The Goodyear facility will be the third manufacturing facility dedicated to Nike Air. The company operates manufacturing facilities in Oregon and Missouri.
“The city of Goodyear looks forward to the partnership with Nike,” a spokeswoman for Goodyear said in a statement Thursday after Nike’s announcement. “Nike joins a growing list of Fortune 500 companies who proudly call Goodyear, Arizona, home. We are excited to partner with them to bring high-quality jobs, breakthrough technology and advanced manufacturing to our community.”
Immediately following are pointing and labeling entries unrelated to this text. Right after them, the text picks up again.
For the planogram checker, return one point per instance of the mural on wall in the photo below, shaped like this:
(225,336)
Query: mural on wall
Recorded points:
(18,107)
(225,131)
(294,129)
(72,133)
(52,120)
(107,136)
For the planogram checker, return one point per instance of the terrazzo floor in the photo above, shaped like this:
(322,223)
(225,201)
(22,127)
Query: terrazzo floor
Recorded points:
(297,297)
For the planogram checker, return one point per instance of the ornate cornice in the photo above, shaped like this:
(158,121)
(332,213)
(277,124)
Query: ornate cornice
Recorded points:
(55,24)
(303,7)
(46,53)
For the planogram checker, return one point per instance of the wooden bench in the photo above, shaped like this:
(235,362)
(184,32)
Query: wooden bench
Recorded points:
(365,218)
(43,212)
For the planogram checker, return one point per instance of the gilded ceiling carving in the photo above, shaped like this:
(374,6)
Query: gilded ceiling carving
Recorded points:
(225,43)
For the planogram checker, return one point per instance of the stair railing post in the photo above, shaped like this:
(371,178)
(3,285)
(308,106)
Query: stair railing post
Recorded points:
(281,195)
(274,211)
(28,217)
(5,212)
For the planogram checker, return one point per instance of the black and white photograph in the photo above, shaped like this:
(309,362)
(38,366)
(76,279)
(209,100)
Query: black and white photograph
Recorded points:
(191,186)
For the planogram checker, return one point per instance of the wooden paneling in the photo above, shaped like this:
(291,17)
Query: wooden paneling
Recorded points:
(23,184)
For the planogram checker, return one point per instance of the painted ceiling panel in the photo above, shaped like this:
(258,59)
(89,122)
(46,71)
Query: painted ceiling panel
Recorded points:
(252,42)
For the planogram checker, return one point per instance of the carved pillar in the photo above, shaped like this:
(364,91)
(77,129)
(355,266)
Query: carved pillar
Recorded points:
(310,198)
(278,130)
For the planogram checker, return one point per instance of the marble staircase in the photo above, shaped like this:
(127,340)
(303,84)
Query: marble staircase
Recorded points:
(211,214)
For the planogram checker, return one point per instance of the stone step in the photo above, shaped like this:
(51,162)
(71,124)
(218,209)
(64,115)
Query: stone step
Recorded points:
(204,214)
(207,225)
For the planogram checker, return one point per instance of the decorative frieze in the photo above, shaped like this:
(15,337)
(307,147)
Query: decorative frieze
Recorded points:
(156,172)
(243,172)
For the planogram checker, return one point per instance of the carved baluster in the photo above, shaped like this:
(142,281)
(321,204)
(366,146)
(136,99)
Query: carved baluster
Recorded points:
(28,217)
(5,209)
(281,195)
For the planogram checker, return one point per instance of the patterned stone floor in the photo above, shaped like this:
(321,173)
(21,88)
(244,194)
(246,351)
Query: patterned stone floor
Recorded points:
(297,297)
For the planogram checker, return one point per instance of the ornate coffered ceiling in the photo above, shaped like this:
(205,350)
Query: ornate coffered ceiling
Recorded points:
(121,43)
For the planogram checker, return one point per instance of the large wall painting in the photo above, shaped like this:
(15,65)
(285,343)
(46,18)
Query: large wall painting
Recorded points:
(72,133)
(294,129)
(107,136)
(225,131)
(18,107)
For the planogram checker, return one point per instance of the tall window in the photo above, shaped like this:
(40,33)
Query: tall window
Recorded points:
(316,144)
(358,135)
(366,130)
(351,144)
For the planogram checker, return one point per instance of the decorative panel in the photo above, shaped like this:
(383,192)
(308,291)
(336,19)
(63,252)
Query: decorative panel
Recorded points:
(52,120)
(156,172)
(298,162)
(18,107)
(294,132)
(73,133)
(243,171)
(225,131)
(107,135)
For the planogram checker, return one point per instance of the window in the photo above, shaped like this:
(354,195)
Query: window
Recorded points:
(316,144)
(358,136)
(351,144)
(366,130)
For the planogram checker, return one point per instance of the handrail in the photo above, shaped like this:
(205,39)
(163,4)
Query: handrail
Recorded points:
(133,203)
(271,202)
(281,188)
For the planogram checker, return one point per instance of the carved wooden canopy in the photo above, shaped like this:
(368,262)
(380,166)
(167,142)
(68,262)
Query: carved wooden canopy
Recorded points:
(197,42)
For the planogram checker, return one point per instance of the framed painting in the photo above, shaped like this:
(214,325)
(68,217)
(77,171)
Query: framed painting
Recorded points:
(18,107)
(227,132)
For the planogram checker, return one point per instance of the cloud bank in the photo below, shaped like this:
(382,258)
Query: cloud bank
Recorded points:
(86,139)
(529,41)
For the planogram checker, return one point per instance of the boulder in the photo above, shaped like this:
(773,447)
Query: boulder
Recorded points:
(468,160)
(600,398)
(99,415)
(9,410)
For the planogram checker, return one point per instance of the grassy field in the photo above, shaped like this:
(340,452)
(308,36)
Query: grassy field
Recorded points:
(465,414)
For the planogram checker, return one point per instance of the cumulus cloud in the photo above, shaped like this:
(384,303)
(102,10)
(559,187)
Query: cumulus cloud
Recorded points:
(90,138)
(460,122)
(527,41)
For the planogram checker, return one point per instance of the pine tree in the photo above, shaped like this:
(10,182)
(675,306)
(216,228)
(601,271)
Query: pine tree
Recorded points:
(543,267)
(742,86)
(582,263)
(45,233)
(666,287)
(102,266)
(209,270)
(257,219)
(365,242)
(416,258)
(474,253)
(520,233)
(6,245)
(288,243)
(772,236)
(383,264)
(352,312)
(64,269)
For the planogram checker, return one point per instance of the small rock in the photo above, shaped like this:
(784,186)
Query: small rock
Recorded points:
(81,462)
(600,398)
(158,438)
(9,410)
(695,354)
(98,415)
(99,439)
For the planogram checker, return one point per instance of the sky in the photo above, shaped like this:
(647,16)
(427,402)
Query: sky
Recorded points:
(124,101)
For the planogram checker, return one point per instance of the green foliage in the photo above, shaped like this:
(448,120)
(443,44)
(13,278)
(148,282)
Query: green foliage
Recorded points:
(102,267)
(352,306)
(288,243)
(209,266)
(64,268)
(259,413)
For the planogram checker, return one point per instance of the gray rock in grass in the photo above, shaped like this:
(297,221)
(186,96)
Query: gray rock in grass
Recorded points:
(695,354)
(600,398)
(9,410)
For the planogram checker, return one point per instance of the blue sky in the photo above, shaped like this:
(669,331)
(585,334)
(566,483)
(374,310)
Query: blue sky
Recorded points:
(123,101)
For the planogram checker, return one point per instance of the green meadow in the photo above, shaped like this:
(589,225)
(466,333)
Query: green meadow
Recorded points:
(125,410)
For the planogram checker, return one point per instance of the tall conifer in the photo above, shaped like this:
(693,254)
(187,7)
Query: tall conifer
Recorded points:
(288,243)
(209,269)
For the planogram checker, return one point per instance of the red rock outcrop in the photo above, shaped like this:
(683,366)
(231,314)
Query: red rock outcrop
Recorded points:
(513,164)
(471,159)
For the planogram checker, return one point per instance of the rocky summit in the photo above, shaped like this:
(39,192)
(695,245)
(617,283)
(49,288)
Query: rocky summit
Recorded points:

According to Nike’s agreement with Goodyear, the city will waive 75% of non-expedited plan review and permit fees up to $652,233 and 100% of expedited portion of plan review fees up to $342,577 for a total of $994,810 for the first phase. The city also will process tenant improvement plans on an expedited basis.
Plans for the Goodyear plant seemed to be in jeopardy after Ducey announced over Twitter that the state incentive would not be issued.
“Arizona’s economy is doing just fine without Nike,” Ducey said. “We don’t need to suck up to companies that consciously denigrate our nation’s history.”
Chris Camacho, president and CEO of the Greater Phoenix Economic Council, said he “couldn’t be more excited to welcome Nike” to the area, and said conversations with the company and state leadership have centered around how the project can “reach the finish line.”
“We were doing everything we could to make sure Nike knew we are still open for business,” Camacho said, adding he and the council try to “stay out of the back-and-forth” of the political decisions.
Camacho said Nike “will be treated like the high-level project it is,” and GPEC will work with the Maricopa Community College District to help with workforce development for the plant.
“We definitely reached the finish line today,” Camacho said.
After Nike confirmed plans for the Goodyear facility Thursday, Ducey said on Twitter that it was good news for Arizona and Goodyear.
“Arizona is open for business and we welcome Nike to our state,” he tweeted.